Goat’s cheese salad I’ve tasted some Sicilian whites (look out for Cataratto, Grillo, Inzolia grapes – sometimes blended with Chardonnay, or with each other) that would do well here with the earthiness of the beetroot and the pronounced flavour of the cheese – something neutralish, with nutty aromas, good acidity and a little fullness in the mouth. A dry prosecco – very popular, and fun - might fit the bill, too, and is probably easier to find.
Roast chicken A Chardonnay with a little oak would do nicely, but the honey and parsnips make me think the aromatic qualities and rich body of a Viognier would really be a good match. A quick look around suggests that you’ll find interesting examples in Ireland from all around the world – not just the grape’s home in the Rhône Valley in France.
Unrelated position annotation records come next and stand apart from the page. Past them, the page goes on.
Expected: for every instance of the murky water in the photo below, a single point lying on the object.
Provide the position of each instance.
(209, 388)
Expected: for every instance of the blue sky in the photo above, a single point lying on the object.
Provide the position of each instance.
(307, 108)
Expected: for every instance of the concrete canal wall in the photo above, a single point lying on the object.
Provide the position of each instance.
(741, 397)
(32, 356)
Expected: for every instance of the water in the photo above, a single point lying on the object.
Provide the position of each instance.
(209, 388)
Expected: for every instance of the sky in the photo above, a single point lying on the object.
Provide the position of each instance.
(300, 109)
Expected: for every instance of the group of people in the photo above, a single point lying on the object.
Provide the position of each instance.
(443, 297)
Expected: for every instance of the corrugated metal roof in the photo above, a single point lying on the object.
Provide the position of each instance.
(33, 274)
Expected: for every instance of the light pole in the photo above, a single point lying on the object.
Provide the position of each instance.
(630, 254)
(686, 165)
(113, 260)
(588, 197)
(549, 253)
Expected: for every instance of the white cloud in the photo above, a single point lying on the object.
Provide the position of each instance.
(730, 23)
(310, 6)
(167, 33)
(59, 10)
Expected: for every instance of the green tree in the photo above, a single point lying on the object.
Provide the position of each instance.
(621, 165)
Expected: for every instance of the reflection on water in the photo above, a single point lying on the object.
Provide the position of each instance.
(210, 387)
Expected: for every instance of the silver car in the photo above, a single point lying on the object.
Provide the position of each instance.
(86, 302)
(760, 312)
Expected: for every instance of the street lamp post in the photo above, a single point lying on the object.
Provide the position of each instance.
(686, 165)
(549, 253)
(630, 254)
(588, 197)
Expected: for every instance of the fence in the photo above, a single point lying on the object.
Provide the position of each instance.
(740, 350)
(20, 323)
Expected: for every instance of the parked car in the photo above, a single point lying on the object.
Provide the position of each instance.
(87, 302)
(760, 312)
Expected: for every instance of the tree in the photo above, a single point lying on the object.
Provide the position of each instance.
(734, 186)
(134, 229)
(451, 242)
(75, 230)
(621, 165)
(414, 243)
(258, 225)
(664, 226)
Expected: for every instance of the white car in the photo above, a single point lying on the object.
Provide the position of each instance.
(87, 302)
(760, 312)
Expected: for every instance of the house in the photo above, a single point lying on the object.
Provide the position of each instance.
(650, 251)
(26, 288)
Red drinkers should try something that will complement, not overpower, the flavours of the food. I’m fond of the Beaujolais cru wines (all made from the Gamay grape) with roast chicken: Fleurie is the most well-known, but there are nine other villages to choose from. Look out for a Morgon, Moulin-à-Vent, or Juliénas. If they’re a few years old, so much the better. Pinot Noirs from the New World: New Zealand or California, say, are a reliable, juicy choice too.
Banoffi pie If you’re still going, we have a brilliant, inexpensive Spanish dessert wine, made from the sherry grape Pedro Ximenez, to go with this: sweet enough to match the pie, but with a spine of acidity that gives it its own identity among all that sweetness. With all due respect to the mighty banoffi, I wouldn’t break the bank. A half bottle of any fully sweet white dessert wine would be worth investigating here. Might need a glass of water on the side, though.
I hope you all have fun on Saturday - I look forward to reading what happens.